Budaya Klenik dan Millenaries Leader di Indonesia

Budaya Klenik dan Millenaries Leader di Indonesia

ILUSTRASI Budaya klenik dan millenaries leader di Indonesia.-Maulana Pamuji Gusti-Harian Disway-

Hampir semua filsafat politik yang diuraikan Plato, Aristoteles, maupun di zaman pertengahan atau dikenal dengan teori politik Agustinus mengedepankan atau memiliki kecenderungan bagaimana rakyat atau warga negara memiliki etika hidup manusia. 

Yaitu, hidup senang dan bahagia dan bersifat intelektual dan rasional. Teori politik Aristoteles bernuansa filsafat politik yang meliputi filsafat teoretis, filsafat praktik, dan filsafat produktif. Aristoteles berpendapat, sumbu kekuasaan dalam negara adalah hukum. 

Oleh karena itu, para penguasa harus memiliki pengetahuan dan kebajikan yang sempurna. Sedangkan warga negara adalah manusia yang masih mampu berperan.

Dalam teori politik zaman pertengahan, negara sekuler dianggap sebagai penyelewengan oleh para penguasa yang arif dan bijaksana sehingga kekuasaan bagaikan keangkuhan dengan berbagai kejahatan. 

Sebaliknya, negara Tuhan menghargai segala sesuatu yang baik dan mengutamakan nilai kebenaran. 

Perkembangan negara Tuhan didasarkan atas kasih Tuhan. Masalah politik negara sekuler yang membawa ketidakstabilan dari konflik kepentingan yang dominan, rakus kekuasaan, ketidakadilan dalam pengadilan, peperangan.

Tampaknya demokrasi yang dibangun di negeri ini jauh dari teori ilmu politik yang diajarkan di bangku-bangku sarjana, pascasarjana sekelas ilmu profesor pun tak mengena, karena yang dilakukan para politikus kadang jauh dari etika politik. 
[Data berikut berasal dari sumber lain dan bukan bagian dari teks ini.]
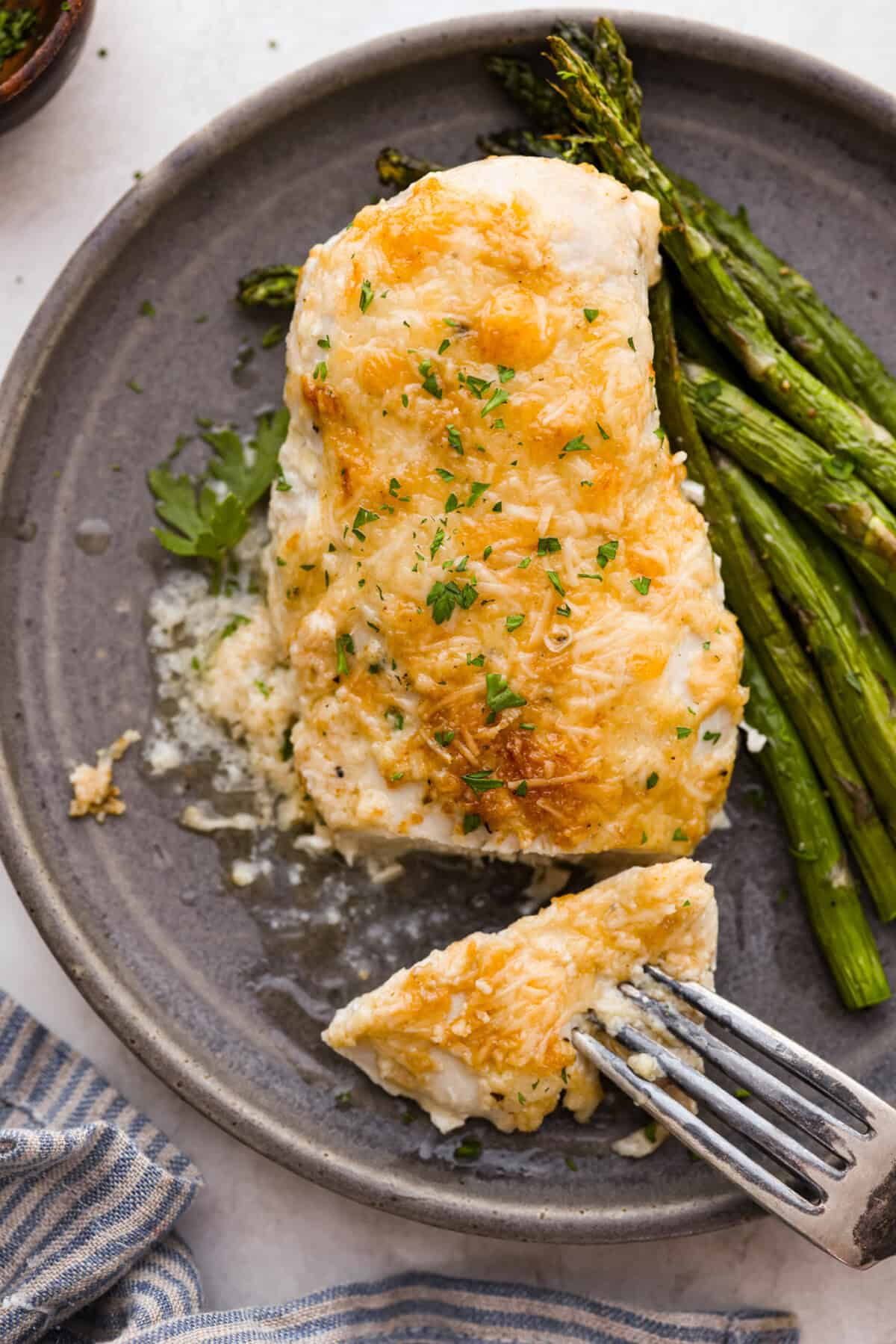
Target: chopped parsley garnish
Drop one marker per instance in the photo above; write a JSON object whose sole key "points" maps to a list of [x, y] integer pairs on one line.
{"points": [[430, 380], [481, 781], [361, 519], [445, 597], [474, 385], [206, 526], [344, 645], [287, 749], [16, 30], [497, 398], [499, 695], [233, 625]]}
Demokrasi kadang tak mengenal standar moral dan kualitas. Orang buruk dan bodoh, bahkan orang jahat dan korup pun, akan dipilih menjadi pemimpin karena mayoritas rakyat telah memilihnya. 

Semua itu bisa terjadi karena rumus dasar demokrasi adalah jumlah kepala, bukan isi kepala.

Kedaulatan tidak lagi di tangan rakyat, tetapi di tangan penguasa dan lembaga politik. Lembaga politik seperti partai politik tidak lagi merepresentasikan kepentingan rakyat, tetapi merepresentasikan kepentingan partai dan elite partai. 

Jangan salahkan rakyat bila sindiran politik menggema ke seluruh pelosok negeri seperti politik Sengkuni, politik dagang sapi, politik sapi perahan, politik jalanan, dan politik dinasti. Dengan dmeikian, politik dimaknai sebagai adu kekuatan dan kepentingan.

Sebaliknya, politik Pancasila yang kita miliki pada dasarnya tidak hanya berpegang pada kaidah hukum, tetapi juga lebih pada kesadaran dan kepantasan moral yang mengedepankan etika nilai-nilai Pancasila. 

Ironisnya, praktik semacam itu yang seharusnya dilaksankan di Indonesia, tapi justru dilaksanakan di negara lain. Di Jepang, misalnya, seorang pejabat tinggi akan mundur karena pertimbangan moral ketika gagal melaksanakan tugas. 

BUDAYA KLENIK

Negeri ini tidak menganut paham politik bagaimana rakyat hidup bahagia bersifat intelektual dan rasional. Namun, kepemimpinan di negeri ini masih kental diwarnai dengan ciri khas masyarakat parokial dan patrimonial.